Complete step by step solution:
We have to integrate the below value:
$\dfrac{2x}{{{x}^{2}}-1}$
So we will write it as:
$\int{\dfrac{2x}{{{x}^{2}}-1}dx}$….$\left( 1 \right)$
Now we will use substitution method
Let,
${{x}^{2}}-1=u$…$\left( 2 \right)$
Differentiate both sides with respect to $x$
$\Rightarrow \dfrac{d}{dx}{{x}^{2}}-\dfrac{d}{dx}1=\dfrac{d}{dx}u$
Use the formula $\dfrac{d}{dx}{{x}^{n}}=n{{x}^{n-1}}$on left side also differentiation of constant is zero.
$\Rightarrow 2x-0=\dfrac{du}{dx}$
$\Rightarrow 2x=\dfrac{du}{dx}$
Take the denominator value from right side to left side as follows:
$\Rightarrow 2x\,dx=du$…$\left( 3 \right)$
Replace the value from equation (2) and (3) in equation (1) we get,
$\Rightarrow \int{\dfrac{du}{u}}$
Now using the formula $\int{\dfrac{1}{x}dx}=\log x+c$ where $c$is any constant above we get,
$\Rightarrow \log u+c$
Replace the value of $u$ from equation (2) above we get,
$\Rightarrow \log \left( {{x}^{2}}-1 \right)+c$
So we get the value as $\log \left( {{x}^{2}}-1 \right)+c$ .

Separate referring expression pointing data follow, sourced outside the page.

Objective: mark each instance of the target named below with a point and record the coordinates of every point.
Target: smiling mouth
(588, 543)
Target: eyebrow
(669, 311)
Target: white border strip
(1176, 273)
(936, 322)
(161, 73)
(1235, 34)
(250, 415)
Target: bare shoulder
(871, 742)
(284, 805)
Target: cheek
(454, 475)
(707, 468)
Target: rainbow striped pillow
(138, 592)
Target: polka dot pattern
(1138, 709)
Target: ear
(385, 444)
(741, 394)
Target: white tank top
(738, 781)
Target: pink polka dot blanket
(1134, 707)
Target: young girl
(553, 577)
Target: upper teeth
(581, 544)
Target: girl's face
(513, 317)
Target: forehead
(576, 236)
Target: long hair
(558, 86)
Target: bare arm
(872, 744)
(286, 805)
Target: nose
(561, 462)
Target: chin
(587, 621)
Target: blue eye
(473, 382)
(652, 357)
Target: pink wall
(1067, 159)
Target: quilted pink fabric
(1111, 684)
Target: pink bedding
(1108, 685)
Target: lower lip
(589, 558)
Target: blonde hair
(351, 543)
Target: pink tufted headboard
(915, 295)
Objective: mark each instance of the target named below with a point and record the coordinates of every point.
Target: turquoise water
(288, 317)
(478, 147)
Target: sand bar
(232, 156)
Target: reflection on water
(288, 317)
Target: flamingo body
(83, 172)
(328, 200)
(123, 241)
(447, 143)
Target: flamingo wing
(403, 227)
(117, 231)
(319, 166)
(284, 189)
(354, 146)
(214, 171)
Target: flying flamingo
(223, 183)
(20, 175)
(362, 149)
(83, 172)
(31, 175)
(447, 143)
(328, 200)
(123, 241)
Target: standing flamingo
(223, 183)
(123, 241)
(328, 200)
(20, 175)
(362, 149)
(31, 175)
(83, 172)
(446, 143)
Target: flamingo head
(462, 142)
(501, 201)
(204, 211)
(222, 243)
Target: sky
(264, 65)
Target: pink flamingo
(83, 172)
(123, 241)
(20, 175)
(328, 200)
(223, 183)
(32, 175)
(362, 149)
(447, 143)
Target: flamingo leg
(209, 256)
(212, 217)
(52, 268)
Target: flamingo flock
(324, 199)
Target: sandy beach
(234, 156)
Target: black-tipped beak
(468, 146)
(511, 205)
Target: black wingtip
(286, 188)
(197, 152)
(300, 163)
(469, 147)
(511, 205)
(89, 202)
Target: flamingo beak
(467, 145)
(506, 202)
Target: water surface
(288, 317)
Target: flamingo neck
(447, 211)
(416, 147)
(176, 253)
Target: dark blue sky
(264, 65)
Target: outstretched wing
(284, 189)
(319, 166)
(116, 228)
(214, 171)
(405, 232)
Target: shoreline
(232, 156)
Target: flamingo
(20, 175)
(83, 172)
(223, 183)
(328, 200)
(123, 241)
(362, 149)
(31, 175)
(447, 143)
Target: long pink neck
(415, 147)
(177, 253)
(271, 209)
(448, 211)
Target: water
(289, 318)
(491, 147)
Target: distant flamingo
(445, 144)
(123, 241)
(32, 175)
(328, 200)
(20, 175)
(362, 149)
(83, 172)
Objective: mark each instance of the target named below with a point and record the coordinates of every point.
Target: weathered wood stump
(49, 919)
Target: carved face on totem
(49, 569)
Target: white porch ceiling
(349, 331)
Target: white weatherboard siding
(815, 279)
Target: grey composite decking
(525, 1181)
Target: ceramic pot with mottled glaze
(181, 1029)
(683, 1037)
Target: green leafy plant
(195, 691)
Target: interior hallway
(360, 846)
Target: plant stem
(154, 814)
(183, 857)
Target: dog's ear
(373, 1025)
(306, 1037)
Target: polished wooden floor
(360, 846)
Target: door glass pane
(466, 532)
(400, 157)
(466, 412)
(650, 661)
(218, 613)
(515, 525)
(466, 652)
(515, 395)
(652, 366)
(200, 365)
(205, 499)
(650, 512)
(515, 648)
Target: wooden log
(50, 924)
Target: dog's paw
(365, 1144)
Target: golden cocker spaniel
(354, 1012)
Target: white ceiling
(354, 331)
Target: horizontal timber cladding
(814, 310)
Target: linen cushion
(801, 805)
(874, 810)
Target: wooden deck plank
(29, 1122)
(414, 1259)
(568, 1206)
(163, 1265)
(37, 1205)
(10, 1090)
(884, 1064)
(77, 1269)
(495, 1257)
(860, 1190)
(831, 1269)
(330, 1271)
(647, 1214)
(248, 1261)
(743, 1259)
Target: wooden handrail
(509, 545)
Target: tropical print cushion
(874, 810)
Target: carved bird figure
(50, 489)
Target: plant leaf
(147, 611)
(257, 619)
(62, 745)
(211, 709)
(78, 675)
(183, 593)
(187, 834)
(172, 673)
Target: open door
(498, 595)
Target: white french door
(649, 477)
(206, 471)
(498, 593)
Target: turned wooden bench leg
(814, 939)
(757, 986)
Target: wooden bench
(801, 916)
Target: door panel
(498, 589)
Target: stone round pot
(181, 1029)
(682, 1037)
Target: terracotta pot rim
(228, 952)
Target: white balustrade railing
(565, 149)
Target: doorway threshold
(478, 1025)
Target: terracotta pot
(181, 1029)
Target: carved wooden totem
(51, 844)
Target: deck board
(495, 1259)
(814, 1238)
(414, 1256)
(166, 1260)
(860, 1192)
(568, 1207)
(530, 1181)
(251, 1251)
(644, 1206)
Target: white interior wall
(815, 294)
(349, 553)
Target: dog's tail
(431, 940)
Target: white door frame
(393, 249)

Hence on integrating the value $\dfrac{2x}{{{x}^{2}}-1}$ we get the answer as $\log \left( {{x}^{2}}-1 \right)+c$ where $c$ is any constant.

Note:
When we are doing integration without the limit we have to always add a constant to our answer. It is done because there are families of functions which differ by only a constant whose anti-derivative is the same function. We can use the partial fraction method also but it becomes quite complicated so if we see that on differentiating the denominator we are getting the numerator we should always use the substitution method.